One of the most commonly encountered narrow contracts is that a pointer not be null. This case is supported directly in the C++ language (but not C) through the use of references, which are not allowed to bind to null pointers. A function written with references in its interface clearly advertises that it must be passed a valid object, and the compiler can optimize based on the knowledge that the hidden pointer cannot be null.

unsigned Integer Types

A function that cannot handle negative values can indicate this by taking its arguments as unsigned parameters. Often this is merely simplifying a contract to have a single upper bound, rather than both upper and lower bounds, but may be sufficient to widen a contract completely.

Note that there is still a strong school of thought that it is easier to detect misuse of passing a negative value through an asserted precondition than specifying a single large upper bound. The unsigned quantity is mostly a valuable hint for tools examining functions for inferred contracts.

Ownership Patterns And RAII

One of the key contracts built into the language is that for any successfully constructed object, unless it has dynamic storage duration, it destructor is guaranteed to be called. This is commonly exploited in library design. A common idiom used in library contracts is the notion of a smart-pointer, where the class confers additional ownership semantics on the owned pointer, allowing ownership of dynamic objects to be easily tracked across function boundaries by users and tools alike.

Pure Virtual Functions

Declaring a pure virtual function guarantees that objects of a functionally incomplete base class cannot be accidentally created. This catches a category of user error at compile time, early in the development cycle.
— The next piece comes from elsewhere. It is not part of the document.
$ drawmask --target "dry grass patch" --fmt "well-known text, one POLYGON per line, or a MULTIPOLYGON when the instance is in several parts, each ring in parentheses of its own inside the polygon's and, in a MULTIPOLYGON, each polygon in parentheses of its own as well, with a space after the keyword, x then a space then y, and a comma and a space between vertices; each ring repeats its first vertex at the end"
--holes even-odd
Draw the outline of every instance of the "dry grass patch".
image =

override Specifier In C++11

The override specifier in C++11 allows a library user to inform the compiler that they believe they are implementing a contract on a supplied library by correctly overriding a specific virtual function. This allows the compiler to check and flag an error to the user, granting greater confidence in the client code, and catching unexpected changes to the underlying library in a fast-evolving code base.

static_assert

The static_assert language feature was a direct result of some of the early work on contracts for C++11. This declares to the compiler a condition that must always be true. It can be used to track problems building on different architectures (e.g., size or alignment of a type is not as expected) or when instantiating templates with user-supplied types.

Concepts

The pending Concepts Lite TS provides a rich feature that is all about defining contracts in the type system for generic code and templates.

noexcept

The noexcept exception specification is a post-condition contract that the compiler can query through the noexcept operator. By understanding this important post-condition, generic code can be tuned to take an optimal choice of library implementation. In addition, the compiler can perform some mechanical optimizations when it sees no expression inside a block can throw.

[[noreturn]]

The [[noreturn]] attribute is another post-condition contract that the compiler can use to perform certain local optimizations, but mostly to better inform tools when a code-path will not return without requiring it to solve the halting problem. This leads to better diagnostics, helping the user find problems earlier, or at least have confidence that the tools are not reporting false-positives on impossible conditions.

Acknowledgements

The author would like to thank John Lakos for explaining the importance of contracts to libraries, and in particular for coining the terms for narrow and wide contracts that simplify an important aspect of discussions in this area. Thanks also to Chandler Carruth who helped clarify why a library contract violation is a distinct category from general undefined behavior. Additional thanks to Thorsten Ottosen and Lawrence Crowl for their pioneering work bringing this topic to the attention of the committee almost a decade ago! Finally, thanks to Kevlin Henney for showing me that proof-checking detailed contracts in the language, while great in principle, rarely works as well in practice. While they are all sources of great inspiration, this paper in no way attempts to characterize their own opinions on the subject, and should not be read as an implicit endorsement on their part!